PLMR’s Eve Preston looks at the government’s attempts to keep Nissan in the UK
On the 27th October, Japanese carmaker Nissan announced plans to transform its Sunderland factory into a ‘super-plant’. The will would allow for the production of around 600,000 cars a year, as well as safeguarding more than 7,000 jobs and with the possibility of creating many more, following confirmation of government assurances.
The plant, which originally opened in 1986, has since established a further 28,000 supply-chain jobs dependent on the factory, predominantly across the North-East of the country. With Nissan investing more than £3.7bn, almost one in three cars made in Britain in the last year were manufactured in Sunderland, with 80% being exported.
The announcement comes on the back of encouraging indications that the economy is defying the central Brexit fear, that Britain’s economy would be hugely at risk, by performing better than initially anticipated in the immediate aftermath of the vote. Nissan’s decision has been welcomed by many within parliament, with Theresa May describing it as a vote of confidence in Britain, saying: “it is a recognition that the government is committed to creating and supporting the right conditions for the automotive industry so it continues to grow”.
The plans were also well received following previous deliberation in regards to the future of the Sunderland plant post-Brexit, particularly with car industry fears of the prospects of an exit from the single market and the cost of trade tariffs. Nissan’s Chief Executive, Carlos Ghosn, had suggested in September that in order for the company to continue making cars in the UK competitively, it would require compensation for any tax barriers that may be created following the vote. In October, it was Ghosn’s announcement that the decision to continue manufacturing in the UK was motivated by the Government’s ‘support and assurances’ that has been central in sparking the current political and industry backlash.

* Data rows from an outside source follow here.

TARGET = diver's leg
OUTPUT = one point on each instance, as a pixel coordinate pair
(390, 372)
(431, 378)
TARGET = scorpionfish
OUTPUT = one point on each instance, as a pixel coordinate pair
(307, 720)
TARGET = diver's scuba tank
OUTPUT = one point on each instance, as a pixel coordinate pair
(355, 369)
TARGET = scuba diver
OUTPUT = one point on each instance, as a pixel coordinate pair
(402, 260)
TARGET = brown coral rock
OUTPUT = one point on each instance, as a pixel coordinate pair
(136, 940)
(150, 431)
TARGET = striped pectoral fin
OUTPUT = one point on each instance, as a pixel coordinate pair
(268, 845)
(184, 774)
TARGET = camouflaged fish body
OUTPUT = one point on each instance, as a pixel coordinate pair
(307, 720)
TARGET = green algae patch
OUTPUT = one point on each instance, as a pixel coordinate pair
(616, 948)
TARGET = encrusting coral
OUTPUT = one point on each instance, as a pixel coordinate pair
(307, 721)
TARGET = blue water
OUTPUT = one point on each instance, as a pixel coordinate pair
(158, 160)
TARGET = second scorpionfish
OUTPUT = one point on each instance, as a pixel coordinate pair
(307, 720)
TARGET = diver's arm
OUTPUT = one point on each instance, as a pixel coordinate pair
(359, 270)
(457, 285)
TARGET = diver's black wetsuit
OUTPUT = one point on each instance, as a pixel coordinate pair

Following Nissan’s announcement and claims that the decision was driven by confidence in the Government’s assurances, there have been pressured demands amongst many in parliament for the public disclosure of the letter sent to Nissan by Business Secretary Greg Clark, alongside full details of the associated negotiations.
Scepticism has been voiced across all parties, with former Education Secretary Nicky Morgan and former Shadow Business Secretary Chukka Ummuna requesting the publication of any assurances given and questioning the strength of Nissan’s commitment to remain in the UK. Additionally, whilst Labour’s Shadow Chancellor John McDonnell has welcomed the Nissan news, he described the announcement as a ‘secret deal’ with a chaotic strategy, in need of a more comprehensive plan considering other industries and smaller businesses. The government was similarly criticised by Liberal Democrat leader Tim Farron for making ‘special assurances’ to key manufacturers.
A second area of controversy surrounding the announcement was expressed by Nick Clegg. He raised concerns that the deal based on a government promise to seek continued tariff-free access to EU markets may end up costing the UK tax payer large sums of money. He stated that this was dependent on whether it was part of a “planned strategy with a desired endpoint or a one-off concession which shows that those that shout the loudest get the best deal from ministers”.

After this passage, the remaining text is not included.